The pandemic borrowing is understood to be focused specifically around giving out loans to nations with developing economies. With the Government already heavily involved in selling arms to a raft of rights-abusing regimes across the world, the revelation has left many fearing that this means that taxpayers themselves could be inadvertently fuelling wars or repression.
Byline Times has also revealed that, during the height of the first wave of the Coronavirus pandemic, multi-million-pound contracts signed by the Ministry of Defence surged by more than £30 million. An investigation found that the Government had paid its top 10 contractors a total of £712.4 million for contract work between April and July 2020, in comparison to £679.6 million in the same period the previous year.

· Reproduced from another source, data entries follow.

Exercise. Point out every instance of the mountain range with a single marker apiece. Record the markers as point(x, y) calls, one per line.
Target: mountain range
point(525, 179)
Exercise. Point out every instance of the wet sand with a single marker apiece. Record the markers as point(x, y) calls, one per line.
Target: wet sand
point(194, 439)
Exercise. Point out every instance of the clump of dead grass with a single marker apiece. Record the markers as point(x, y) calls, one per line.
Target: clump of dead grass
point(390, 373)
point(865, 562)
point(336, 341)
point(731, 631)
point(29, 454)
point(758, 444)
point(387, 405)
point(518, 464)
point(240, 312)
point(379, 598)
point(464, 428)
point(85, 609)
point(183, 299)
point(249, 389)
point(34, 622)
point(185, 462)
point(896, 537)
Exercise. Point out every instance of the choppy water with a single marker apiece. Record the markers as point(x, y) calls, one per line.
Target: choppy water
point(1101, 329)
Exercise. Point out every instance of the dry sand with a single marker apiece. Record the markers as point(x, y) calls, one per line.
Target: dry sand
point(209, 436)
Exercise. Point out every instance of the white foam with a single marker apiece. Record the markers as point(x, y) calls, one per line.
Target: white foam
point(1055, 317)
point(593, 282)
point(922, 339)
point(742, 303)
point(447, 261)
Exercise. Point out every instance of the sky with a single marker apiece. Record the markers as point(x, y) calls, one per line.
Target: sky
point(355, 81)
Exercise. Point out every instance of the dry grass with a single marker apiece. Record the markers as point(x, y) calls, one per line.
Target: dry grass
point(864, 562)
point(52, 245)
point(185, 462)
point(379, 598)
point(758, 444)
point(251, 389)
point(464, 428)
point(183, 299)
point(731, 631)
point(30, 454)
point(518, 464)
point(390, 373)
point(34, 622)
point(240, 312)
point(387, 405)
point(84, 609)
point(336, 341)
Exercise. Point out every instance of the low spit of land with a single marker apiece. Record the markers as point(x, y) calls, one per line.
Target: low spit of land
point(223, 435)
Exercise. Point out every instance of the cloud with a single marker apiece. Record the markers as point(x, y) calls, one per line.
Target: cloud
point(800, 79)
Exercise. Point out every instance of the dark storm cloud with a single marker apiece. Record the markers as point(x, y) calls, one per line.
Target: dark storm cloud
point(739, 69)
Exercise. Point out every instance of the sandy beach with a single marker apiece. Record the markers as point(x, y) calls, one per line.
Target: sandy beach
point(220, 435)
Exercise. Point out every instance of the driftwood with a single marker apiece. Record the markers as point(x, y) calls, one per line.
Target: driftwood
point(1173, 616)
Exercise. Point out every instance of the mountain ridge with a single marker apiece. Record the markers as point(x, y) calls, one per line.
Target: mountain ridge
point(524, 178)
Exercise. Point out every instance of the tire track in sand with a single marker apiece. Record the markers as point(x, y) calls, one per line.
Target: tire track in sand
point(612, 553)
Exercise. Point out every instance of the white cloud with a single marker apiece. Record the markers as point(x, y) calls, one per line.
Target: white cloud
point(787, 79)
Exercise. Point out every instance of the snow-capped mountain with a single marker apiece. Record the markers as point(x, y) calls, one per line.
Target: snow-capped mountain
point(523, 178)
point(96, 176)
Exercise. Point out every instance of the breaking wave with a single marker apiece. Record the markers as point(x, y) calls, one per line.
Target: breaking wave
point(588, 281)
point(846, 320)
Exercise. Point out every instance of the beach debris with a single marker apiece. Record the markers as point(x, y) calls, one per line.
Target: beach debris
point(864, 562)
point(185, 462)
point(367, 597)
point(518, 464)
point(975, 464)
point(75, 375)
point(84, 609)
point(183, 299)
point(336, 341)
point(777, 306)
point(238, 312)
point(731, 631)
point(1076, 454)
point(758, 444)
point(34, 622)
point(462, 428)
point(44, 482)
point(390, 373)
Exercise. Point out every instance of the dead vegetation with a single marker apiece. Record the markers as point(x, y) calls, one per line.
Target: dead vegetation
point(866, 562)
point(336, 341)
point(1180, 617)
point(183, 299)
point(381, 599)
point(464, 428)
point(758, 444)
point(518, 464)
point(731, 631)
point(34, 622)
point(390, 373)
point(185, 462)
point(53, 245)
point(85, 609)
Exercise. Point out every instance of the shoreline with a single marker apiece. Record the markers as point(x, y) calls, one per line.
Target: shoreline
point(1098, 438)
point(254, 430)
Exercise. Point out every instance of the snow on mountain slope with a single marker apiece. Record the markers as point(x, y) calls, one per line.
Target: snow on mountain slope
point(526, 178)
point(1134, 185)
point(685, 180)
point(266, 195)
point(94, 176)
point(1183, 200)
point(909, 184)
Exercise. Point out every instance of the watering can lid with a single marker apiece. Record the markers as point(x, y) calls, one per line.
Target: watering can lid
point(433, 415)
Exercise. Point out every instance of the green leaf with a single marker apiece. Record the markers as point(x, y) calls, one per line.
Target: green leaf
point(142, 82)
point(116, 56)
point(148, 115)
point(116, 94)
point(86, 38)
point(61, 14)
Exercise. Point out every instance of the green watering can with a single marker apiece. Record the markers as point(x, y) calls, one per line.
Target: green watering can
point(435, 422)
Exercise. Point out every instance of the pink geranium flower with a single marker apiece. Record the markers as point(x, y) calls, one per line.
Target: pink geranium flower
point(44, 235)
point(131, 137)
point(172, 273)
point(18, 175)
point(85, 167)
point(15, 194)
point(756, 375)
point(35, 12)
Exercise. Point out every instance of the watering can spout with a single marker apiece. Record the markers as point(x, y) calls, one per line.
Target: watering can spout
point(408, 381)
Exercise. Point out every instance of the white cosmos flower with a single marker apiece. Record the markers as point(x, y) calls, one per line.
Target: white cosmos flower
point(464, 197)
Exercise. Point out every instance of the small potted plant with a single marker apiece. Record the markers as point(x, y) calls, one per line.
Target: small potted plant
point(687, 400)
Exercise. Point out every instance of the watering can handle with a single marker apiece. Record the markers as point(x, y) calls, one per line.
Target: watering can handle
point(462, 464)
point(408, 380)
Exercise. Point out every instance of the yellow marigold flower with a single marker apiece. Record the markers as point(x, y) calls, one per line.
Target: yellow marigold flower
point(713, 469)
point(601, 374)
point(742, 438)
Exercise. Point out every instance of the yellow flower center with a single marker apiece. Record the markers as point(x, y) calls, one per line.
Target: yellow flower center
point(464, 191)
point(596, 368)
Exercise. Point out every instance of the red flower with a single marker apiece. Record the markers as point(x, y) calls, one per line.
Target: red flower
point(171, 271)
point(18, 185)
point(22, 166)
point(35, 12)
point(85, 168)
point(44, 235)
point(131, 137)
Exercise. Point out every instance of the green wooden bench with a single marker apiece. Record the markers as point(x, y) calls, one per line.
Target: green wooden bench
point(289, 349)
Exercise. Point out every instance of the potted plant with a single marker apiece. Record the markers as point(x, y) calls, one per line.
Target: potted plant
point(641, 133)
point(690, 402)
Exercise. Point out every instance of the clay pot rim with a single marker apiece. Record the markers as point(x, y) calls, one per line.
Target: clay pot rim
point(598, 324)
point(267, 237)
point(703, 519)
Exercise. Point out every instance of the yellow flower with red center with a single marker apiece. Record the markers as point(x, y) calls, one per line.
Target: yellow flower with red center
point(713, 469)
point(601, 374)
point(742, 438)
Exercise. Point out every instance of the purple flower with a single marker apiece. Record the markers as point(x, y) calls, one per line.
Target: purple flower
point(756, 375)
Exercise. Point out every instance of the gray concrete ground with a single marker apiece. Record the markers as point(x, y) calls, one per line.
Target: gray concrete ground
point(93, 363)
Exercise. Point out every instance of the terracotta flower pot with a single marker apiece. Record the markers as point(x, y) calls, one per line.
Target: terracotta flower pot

This has been coupled with the Government’s announcement of the biggest defence spending hike since the Cold War. As the Government scrambles to handle the deadliest pandemic in generations, Defence Secretary Ben Wallace has said that the £16.5 billion increase in defence spending “allows us to invest in our fantastic shipyards and aerospace industry”.
Smith of CAAT said that he expects the pandemic to have a “big impact” on the arms industry due to the decline of the civilian aerospace sector.
“The Government should be using this time to invest in sustainable industries such as renewable technology, but instead it is likely to see an even greater focus on the arms industry,” he told Byline Times. “There has already been a drive for ever-greater military spending and the Government has now created a £1 billion fund to encourage foreign armies to buy UK-made arms. Even if the overall level of arms sales was to fall as a result of Brexit, I expect that the percentage of sales going to human rights-abusing regimes will increase.”